Thursday, 10 April 2014

Nanana's Buried Treasure - Episode 1

A state-of-the-art, purpose-build location specifically for students and researchers, Academy City... sorry, Nanaejima Island is an impressive seat of learning, all ensconced within one off-shore island.  It's also the new home of Juugo Yama, who seems more excited about moving out of his family home than he is about specifically gaining a place on this island.

Needless to say, Yama's first port of call is taking up his place of residence, an apartment which has oddly insisted upon him paying an entire year's worth of rent up-front with no refunds.  Surely that couldn't be anything to do with the game-playing, pudding-eating ghost girl who he'll have to share the apartment with, right?

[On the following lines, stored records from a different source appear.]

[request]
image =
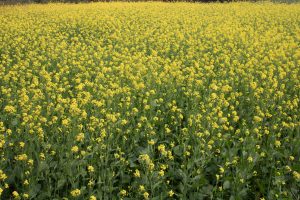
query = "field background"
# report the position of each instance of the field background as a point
(150, 101)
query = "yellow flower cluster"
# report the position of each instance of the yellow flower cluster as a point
(149, 100)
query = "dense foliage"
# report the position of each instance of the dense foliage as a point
(150, 101)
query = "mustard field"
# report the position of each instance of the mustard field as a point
(150, 101)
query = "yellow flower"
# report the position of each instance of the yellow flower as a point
(123, 193)
(296, 176)
(25, 196)
(93, 197)
(80, 137)
(21, 157)
(221, 169)
(141, 188)
(75, 193)
(10, 109)
(171, 193)
(146, 195)
(91, 169)
(2, 175)
(15, 194)
(151, 142)
(137, 173)
(75, 149)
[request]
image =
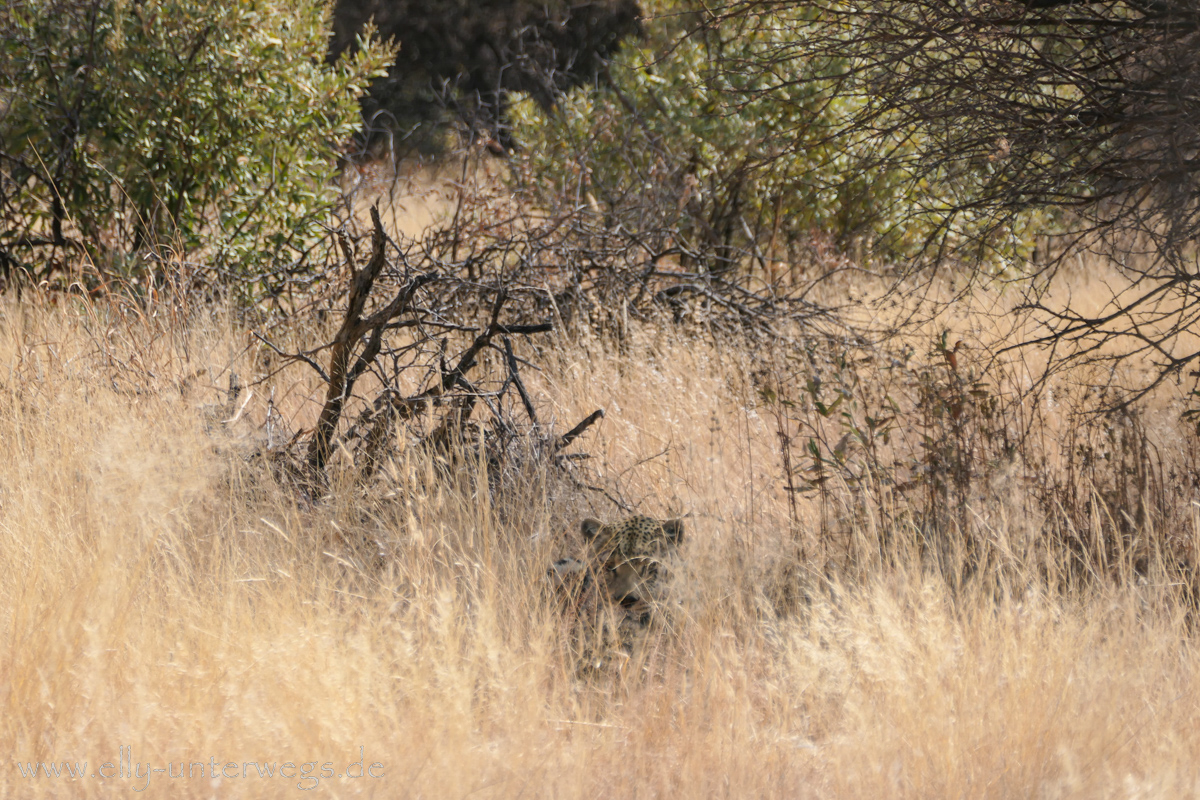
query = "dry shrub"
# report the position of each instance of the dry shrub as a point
(167, 594)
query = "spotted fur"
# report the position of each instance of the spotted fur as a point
(609, 595)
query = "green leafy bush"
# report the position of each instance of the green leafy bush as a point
(196, 122)
(718, 139)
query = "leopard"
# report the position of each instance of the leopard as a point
(610, 595)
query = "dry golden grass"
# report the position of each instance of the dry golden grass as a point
(163, 594)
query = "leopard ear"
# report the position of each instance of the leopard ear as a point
(673, 530)
(589, 528)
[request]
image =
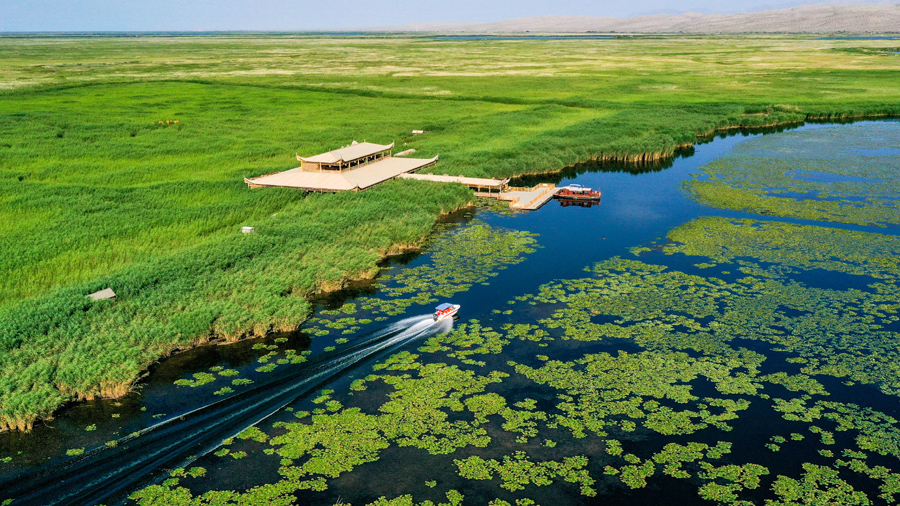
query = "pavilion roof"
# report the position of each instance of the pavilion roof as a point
(349, 153)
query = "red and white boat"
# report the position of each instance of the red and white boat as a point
(577, 192)
(445, 311)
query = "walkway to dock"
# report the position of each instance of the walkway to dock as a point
(518, 198)
(475, 183)
(524, 198)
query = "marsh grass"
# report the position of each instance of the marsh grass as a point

Surprisingly, the fact that this girl was murdered in the very room he's now living in doesn't particularly faze Yama, and nor does his supernatural roommate - in fact, he's happy to let her dislocate his shoulder just so that he can get the slightest touch of ghost-boob.  She might seem like a simple, carefree girl, but Yama comes to learn that there's more to Nanana (for that is her name) than meets the eye, as a manual left by a previous tenant leads him down a path of learning her true place in the history of Nanae Island as well as a little about the buried treasure of the show's title.

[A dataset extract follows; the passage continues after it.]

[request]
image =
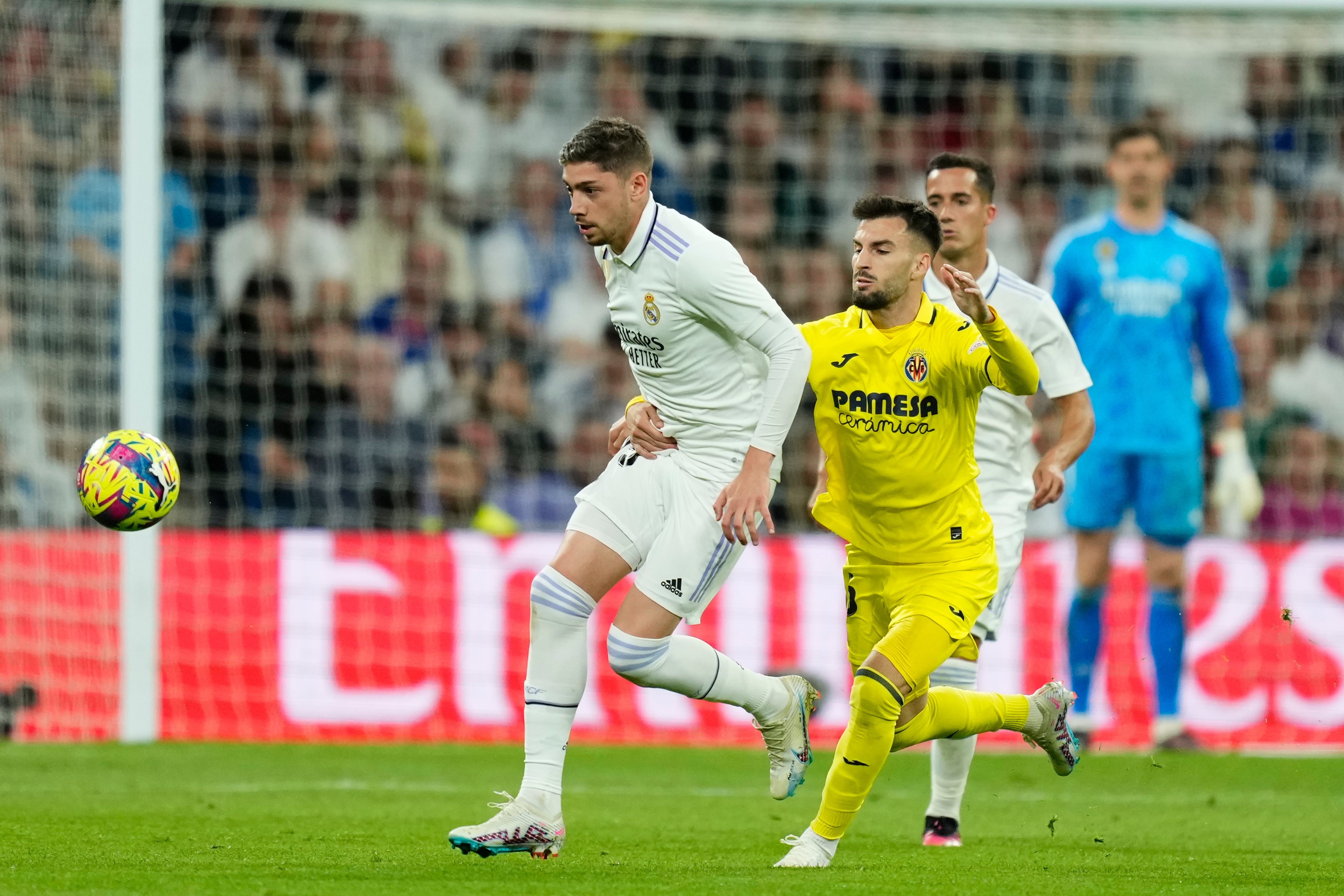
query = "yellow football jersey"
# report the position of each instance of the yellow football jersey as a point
(896, 416)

Taken as a whole, this first episode of Nananai's Buried Treasure is a bit of a strange beast - it has some interesting conceits, not least surrounding the death of the titular character some ten years previously, but these potentially dark prospects are eclipsed by the show's cheerful, light-hearted and mildly perverted demeanour.  If the series somehow manages to balance the two I'll be impressed, but at the moment I can't help but feel that too many aspects of its wider story are simply poorly glued together in a distinctly unbalanced and roughshod way in service of its ultimate goals, and unless those goals are impressive enough to mitigate its clumsiness it may well fall flat on its face sooner rather than later.